Last Friday, Judge Thomas angrily told the Senate Judiciary Committee that Ms. Hill's charges that he had sexually harassed her had turned the hearing into "a high-tech lynching for uppity blacks." The next day he said that he had become victim of "bigoted, racist stereotypes . . . language about the sexual prowess of black men . . . about the sex organs of black men."
But Ms. McFerrin, a psychology major at the nation's best-known predominantly black university, seemed less concerned about charges of racism than satisfied that the issue of sexual harassment had been brought "into the open."
Gerald Cook, 21, a pre-med senior from Lubbock, Texas, said that if the Senate rejects the nominee, "it shouldn't be based on Anita Hill's charges." Mr. Cook said he had more of a problem with Judge Thomas' conservative politics.
Keith Jenkins, 26, an architecture major from New York City, said that the televised proceedings have brought about a kind of unity: "Everybody knows about sex harassment now. We're forced to take a deeper look at it now. We can't just shrug it off."
If there appeared to be a unity of opinion among Howard students, there was a variety of opinions among black professionals in Baltimore.
Harlow Fullwood Jr., a black businessman, said he didn't see a racist attack on Judge Thomas -- but he saw an unfair one. "I don't care whether he's black or white. Fairness is fairness, and this wasn't fair," said Mr. Fullwood, who owns several Kentucky Fried Chicken restaurants.
"Here's a man who worked hard all his life to make something of himself, and it was destroyed overnight," he said. "Thomas isn't only being accused. He's being assassinated. I expected efforts to be made to dishonor the man -- not because he's black, but because of the position he's trying to get."
Jacquelyn Hardy, acting director of public relations for Baltimore city schools, said she was upset that "people were sort of enjoying the whole thing like a soap opera."
"I had to remind them that these were real people's lives," she said.
Judge Thomas' allegation of "a lynching" didn't go down with Detective Vernon Holley of the city homicide squad. "When [Judge Thomas] said that, he was just scrapping for a defense," he said. "Small minds can make this a race issue, but it's not."
Detective Holley said that black men should not squirm any more than white men over the sexual harassment issue. "I don't think any honest man could tell you that he has not tried to approach a woman at work who he was sexually attracted to," he said.

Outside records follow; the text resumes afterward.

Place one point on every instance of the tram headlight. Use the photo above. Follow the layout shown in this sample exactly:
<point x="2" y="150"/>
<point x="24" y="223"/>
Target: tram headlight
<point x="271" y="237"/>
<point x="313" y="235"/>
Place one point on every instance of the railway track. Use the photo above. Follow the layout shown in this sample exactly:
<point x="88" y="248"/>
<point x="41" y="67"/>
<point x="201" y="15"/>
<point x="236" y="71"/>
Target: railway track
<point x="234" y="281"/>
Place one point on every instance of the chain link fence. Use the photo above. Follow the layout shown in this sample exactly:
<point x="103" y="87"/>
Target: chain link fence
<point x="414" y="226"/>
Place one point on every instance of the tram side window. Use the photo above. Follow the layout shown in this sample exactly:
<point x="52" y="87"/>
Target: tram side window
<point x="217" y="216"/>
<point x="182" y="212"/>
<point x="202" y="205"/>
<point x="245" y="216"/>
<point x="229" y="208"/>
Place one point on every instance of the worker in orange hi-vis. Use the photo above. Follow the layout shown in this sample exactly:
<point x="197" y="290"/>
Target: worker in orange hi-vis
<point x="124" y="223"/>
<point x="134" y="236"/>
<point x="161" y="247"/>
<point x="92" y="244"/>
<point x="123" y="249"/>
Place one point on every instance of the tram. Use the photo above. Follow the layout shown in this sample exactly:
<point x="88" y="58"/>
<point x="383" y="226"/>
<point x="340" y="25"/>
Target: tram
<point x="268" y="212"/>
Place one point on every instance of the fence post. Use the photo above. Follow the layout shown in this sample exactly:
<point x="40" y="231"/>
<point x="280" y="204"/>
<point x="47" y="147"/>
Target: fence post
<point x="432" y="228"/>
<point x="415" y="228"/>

City Councilwoman Sheila Dixon, D-4th, said that after watching the hearings for several hours, she stopped caring whether Judge Thomas had done what Ms. Hill said he had. Instead, she said, she began to see the Senate committee's interrogation as an attack on a black man.
"I was embarrassed as a black person that we devoted so much time to this stuff," Mrs. Dixon said, adding, "It seems like [blacks] have to be stripped all the way down. I don't know how this would have been handled had it been a white nominee. I think it would have been kept quiet."
Rosetta Kerr, a legislative liaison aide for the Baltimore Department of Education, said she encouraged her three college-age daughters to watch the hearings so that they would be aware of the realities of sexual harassment in the work force. She said she also wanted her daughters to see some of the "positive black role models" who testified.
"I was very impressed with black professors who spoke on behalf of Hill and Thomas," Mrs. Kerr said. "Here we had educated lawyers and professors from Yale and Harvard. I saw it as an opportunity for blacks to have a nationwide audience and present positive images."